Pub Date: June 26th, 1975
Publisher: MIT Press

In this history of the automobile in American industry, trade and society, Flink says that he addresses himself to people under thirty--""the young dislike long-windedness""--and that he means to be provocative and controversial. But it is hard to be controversial about universally known facts: that the monolithic Big Three make cars that are murderously overpriced, overpowered, overweight, Underbraked, undertired (stylishly small tires for dinosaurs), fuel-wasting and hideous. Nor has he found a lively, concise style (""The automobile industry further solidified into a tight, joint-profit-maximizing oligopoly"").
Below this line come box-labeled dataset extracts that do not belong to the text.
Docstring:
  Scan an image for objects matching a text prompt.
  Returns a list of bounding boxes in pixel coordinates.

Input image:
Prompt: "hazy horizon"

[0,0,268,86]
With only six per cent of the world's population, we own over half the world's motor vehicles, and the effect of that ""automobility"" upon the nation's consciousness and mores could be the delight of a cultural anthropologist--which flink is not. By far his two most stimulating chapters--they even admit anecdote--are on Henry Ford, who could have walked into the Presidency in the '20's had he wanted it (his last ten years as sovereign of Ford Motors were quite deranged) and on Billy Durant, founder of General Motors and a fabulously colorful stock promoter and wheeler-dealer. He also does well in showing how automobility opened up the South and rural areas everywhere, but made city dwellers less neighborly. But his socioeconomic tone almost never relaxes into incident: the quality of life is reported, not dramatized--all is Capitalism, not culture. Perhaps the illustrations--which look great--will counter the fact that this is not exactly tagged with an under-thirty price.